Archive of UserLand's first discussion group, started October 5, 1998.

Re: Dispatches from the Napster and Gnutella front

Author:Robert Cassidy
Posted:4/21/2000; 11:31:47 AM
Topic:Dispatches from the Napster and Gnutella front
Msg #:16513 (In response to 16501)
Prev/Next:16512 / 16514

Or in more abstracted terms, it's because the legal alternative is also prohibited to them, but with much stricter enforcement.

Yes, exactly.

The fact that alcohol is recognized as a legal substance provides an enormous amount of infrastructure to call into play in it's enforcement. It's not just the bouncer at the club, but liquor stores, distributors, and producers themselves. They all have mandated to them a common goal of enforcing the 21 age limit. Like a pyramid, you push hard enough on the top and that force will be distributed to the bottom at a magnitude that will be felt. It's the goal hoped for with handguns and tobacco right now.

Pot is illegal. There's no infrastructure. It's like pushing water.
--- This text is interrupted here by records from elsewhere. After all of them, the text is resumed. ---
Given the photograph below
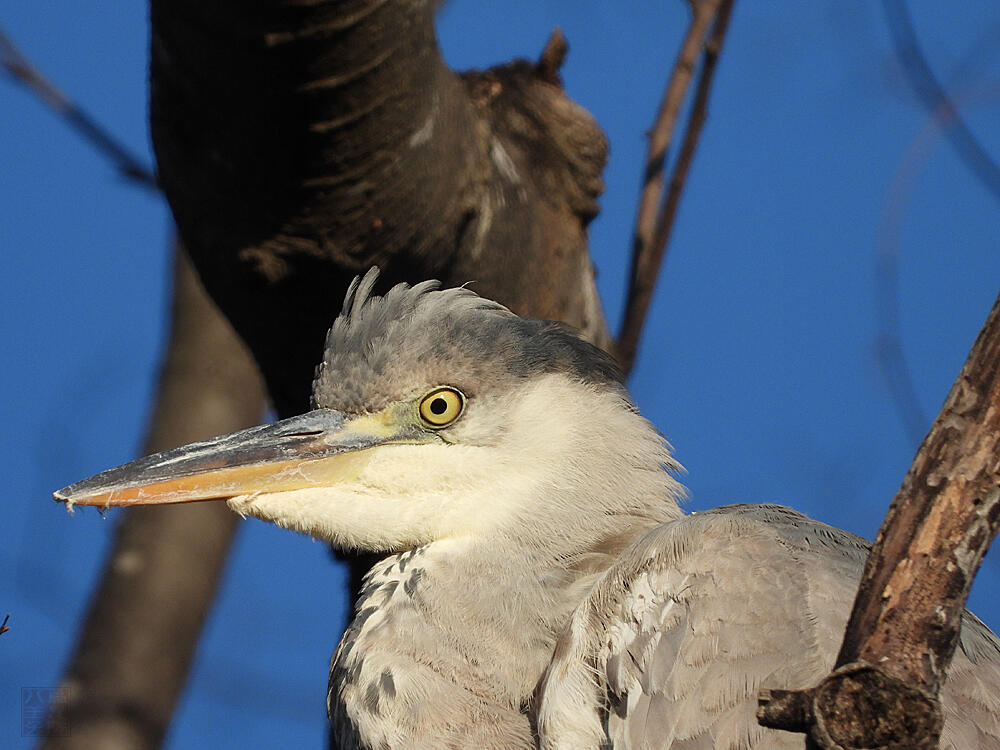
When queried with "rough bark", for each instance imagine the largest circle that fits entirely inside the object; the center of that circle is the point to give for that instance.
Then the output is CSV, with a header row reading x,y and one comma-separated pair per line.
x,y
299,143
160,578
904,627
There's also a disconnect between the young people that see music as entertainment (which is reinforced by the artists) and the RIAA middlemen which see it as a business. Only when the RIAA takes a more moderate position in this will we see a positive outcome - that is, the RIAA will need to give something to the consumer (MP3 approved content) and something to the artist (the ability to influence distribution of artwork - per song acquisition). As you say, work with the tools rather than against them.

RIAA should focus on building that infrastructure themselves - but that requires handing some control away.

One last observation, it's not through legislation that this mechanism works, rather through litigation. It's why I think patents are so popular now as they lay the framework on which to build a lawsuit. With alcohol, the ability to hold the bartender responsible through litigation for an underage drinkers actions is very compelling... Attorneys are filling in for the failures of a representative government and deliberately enacting change at a national level now.